After reading The Ivy Portfolio by Faber and Richardson, I was curious to consider the effect of a monthly close above a simple moving average. By observation (not by optimization), I felt the S&P 500 closing for the month above the 11 month simple moving average was a reasonable entry signal.
However, I was only looking at 15 years of data.
How good was this over time? It is not too difficult to decide using historical price data and a spreadsheet.
Getting the data is as simple as going to Yahoo! Finance and downloading the monthly data for the S&P 500 since it's inception in March 4, 1957.
Next, construct the 17 period CCI and the 11 month simple moving average in the spreadsheet alongside the monthly data.
I began the evaluation starting on December 1, 1960 after the S&P 500 closed November above the 11 month simple moving average indicating a favorable market. This signal continued until May 1962 when the 17 month CCI went negative indicating an adverse market.
Through September 2011, there have been 17 favorable markets using this market timing technique. The results are shown in the following table. Notice that sometimes timing the market outperforms, sometimes buy and hold outperforms.

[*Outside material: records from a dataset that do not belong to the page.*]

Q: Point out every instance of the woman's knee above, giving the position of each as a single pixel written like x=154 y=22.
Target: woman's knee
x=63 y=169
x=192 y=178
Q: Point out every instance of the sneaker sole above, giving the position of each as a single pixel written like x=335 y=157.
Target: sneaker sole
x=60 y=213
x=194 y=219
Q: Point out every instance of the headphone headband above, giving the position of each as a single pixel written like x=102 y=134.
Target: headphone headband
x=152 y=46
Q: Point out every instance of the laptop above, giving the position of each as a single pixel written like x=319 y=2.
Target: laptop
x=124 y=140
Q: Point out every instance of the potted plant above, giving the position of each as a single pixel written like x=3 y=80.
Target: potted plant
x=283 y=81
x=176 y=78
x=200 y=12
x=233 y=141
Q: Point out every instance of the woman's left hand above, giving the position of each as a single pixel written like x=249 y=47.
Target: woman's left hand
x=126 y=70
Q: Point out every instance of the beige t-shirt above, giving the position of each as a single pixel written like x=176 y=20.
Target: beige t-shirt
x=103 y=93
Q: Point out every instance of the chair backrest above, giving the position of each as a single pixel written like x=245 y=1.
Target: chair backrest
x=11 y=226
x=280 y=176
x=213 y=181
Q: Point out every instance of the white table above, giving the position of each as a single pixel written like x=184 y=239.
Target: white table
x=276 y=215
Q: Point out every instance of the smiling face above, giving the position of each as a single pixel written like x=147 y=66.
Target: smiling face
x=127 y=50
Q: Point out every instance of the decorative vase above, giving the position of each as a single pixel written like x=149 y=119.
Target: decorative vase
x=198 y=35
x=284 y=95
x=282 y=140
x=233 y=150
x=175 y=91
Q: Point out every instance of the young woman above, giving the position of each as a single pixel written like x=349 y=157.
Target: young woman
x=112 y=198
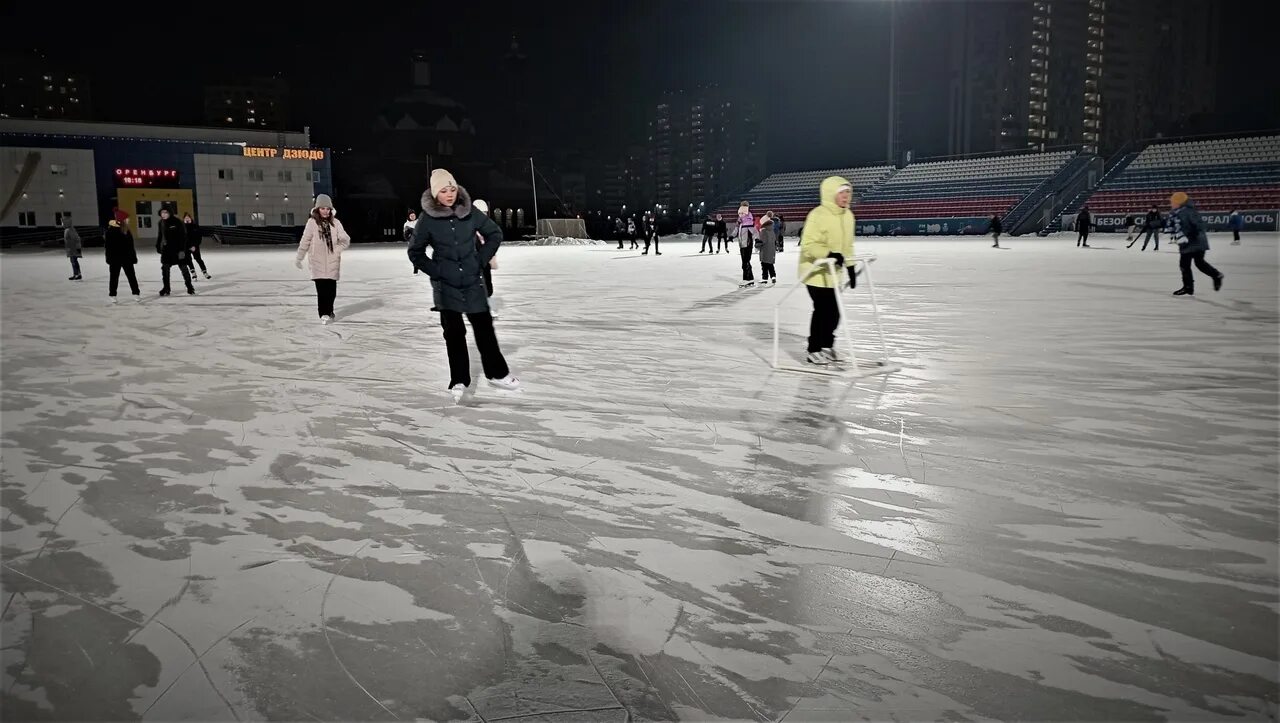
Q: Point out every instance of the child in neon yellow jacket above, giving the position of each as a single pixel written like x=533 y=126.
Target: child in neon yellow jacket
x=828 y=233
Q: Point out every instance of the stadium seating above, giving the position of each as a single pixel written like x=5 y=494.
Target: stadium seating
x=1219 y=175
x=959 y=188
x=792 y=195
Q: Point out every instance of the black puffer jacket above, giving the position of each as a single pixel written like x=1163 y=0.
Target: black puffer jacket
x=172 y=241
x=118 y=243
x=456 y=261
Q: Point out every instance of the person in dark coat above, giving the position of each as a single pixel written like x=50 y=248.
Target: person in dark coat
x=120 y=255
x=193 y=238
x=1237 y=223
x=708 y=232
x=1083 y=222
x=448 y=227
x=1151 y=224
x=1187 y=222
x=72 y=242
x=172 y=247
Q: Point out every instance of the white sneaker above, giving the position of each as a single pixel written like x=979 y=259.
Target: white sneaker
x=510 y=383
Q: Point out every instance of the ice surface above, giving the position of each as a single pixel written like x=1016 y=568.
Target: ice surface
x=1064 y=508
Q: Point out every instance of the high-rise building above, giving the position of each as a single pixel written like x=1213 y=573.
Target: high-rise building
x=702 y=146
x=1091 y=73
x=33 y=87
x=263 y=103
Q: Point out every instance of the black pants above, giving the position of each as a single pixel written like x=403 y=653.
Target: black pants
x=115 y=278
x=456 y=344
x=824 y=320
x=186 y=275
x=327 y=291
x=192 y=259
x=748 y=275
x=1197 y=257
x=1150 y=234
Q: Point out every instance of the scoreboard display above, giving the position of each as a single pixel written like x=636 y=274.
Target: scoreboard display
x=146 y=177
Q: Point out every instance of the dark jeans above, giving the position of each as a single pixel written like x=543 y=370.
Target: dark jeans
x=327 y=291
x=115 y=278
x=748 y=275
x=824 y=320
x=186 y=275
x=1197 y=257
x=1150 y=234
x=456 y=343
x=192 y=259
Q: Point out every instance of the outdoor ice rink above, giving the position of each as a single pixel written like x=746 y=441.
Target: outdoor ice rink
x=1065 y=507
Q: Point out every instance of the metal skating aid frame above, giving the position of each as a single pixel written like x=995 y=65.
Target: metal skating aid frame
x=856 y=369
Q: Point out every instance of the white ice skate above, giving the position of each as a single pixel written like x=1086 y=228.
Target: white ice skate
x=510 y=383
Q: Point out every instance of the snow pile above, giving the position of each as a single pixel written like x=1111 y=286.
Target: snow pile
x=554 y=241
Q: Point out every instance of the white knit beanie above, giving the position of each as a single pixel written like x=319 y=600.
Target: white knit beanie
x=442 y=179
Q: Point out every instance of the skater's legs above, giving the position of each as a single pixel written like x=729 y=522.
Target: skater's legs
x=1198 y=259
x=132 y=278
x=456 y=346
x=487 y=341
x=1184 y=262
x=824 y=320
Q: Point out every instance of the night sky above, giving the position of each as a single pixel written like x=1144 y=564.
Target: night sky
x=817 y=64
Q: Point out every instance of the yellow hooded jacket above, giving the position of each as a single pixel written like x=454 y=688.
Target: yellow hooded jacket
x=827 y=229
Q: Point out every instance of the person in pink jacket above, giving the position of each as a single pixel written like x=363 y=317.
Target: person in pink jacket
x=324 y=241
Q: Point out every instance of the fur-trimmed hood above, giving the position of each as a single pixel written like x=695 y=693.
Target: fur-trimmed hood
x=461 y=206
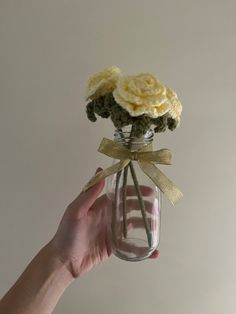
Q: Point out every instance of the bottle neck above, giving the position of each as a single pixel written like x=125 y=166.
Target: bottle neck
x=124 y=136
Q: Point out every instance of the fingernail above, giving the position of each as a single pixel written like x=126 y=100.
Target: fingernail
x=98 y=169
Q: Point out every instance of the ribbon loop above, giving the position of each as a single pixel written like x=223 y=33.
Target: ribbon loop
x=146 y=159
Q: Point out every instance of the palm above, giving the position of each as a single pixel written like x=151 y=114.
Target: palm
x=84 y=241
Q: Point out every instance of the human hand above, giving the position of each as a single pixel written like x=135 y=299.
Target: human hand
x=82 y=240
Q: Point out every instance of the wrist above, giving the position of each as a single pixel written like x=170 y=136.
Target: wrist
x=59 y=269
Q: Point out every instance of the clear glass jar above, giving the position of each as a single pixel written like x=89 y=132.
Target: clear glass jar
x=134 y=214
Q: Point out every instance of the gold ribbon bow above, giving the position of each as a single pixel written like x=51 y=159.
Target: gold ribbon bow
x=145 y=158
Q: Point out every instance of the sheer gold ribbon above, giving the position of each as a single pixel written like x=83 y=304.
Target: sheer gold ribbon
x=146 y=159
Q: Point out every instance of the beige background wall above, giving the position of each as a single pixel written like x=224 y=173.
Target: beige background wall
x=48 y=49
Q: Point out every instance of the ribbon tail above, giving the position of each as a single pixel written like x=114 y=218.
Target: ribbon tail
x=105 y=173
x=161 y=181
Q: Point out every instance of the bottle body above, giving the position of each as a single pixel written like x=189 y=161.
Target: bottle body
x=134 y=213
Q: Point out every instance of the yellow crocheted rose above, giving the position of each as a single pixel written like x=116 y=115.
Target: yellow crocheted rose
x=176 y=107
x=142 y=94
x=102 y=82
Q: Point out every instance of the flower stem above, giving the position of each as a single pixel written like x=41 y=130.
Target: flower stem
x=114 y=208
x=124 y=190
x=142 y=205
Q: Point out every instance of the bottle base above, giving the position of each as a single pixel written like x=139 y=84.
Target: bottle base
x=133 y=250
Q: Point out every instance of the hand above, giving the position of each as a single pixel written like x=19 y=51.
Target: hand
x=81 y=241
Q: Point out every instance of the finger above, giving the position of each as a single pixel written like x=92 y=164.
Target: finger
x=85 y=199
x=154 y=255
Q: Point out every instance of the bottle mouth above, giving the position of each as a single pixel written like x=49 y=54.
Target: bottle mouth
x=124 y=136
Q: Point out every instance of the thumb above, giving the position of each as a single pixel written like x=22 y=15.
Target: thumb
x=86 y=199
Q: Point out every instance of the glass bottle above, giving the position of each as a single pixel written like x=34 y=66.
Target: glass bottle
x=134 y=214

Note: the chart does not consider the system beyond the end last exit in September, 2011.
Timing the Market with CCI
Although the current market condition is published on this page, you can follow this signal using any charting system with monthly S&P 500 index data, CCI indicator, and simple moving average. Be certain to use index data that is not adjusted for dividends since that will have a different chart pattern.
- Reminder -
Past performance is no guarantee of future results.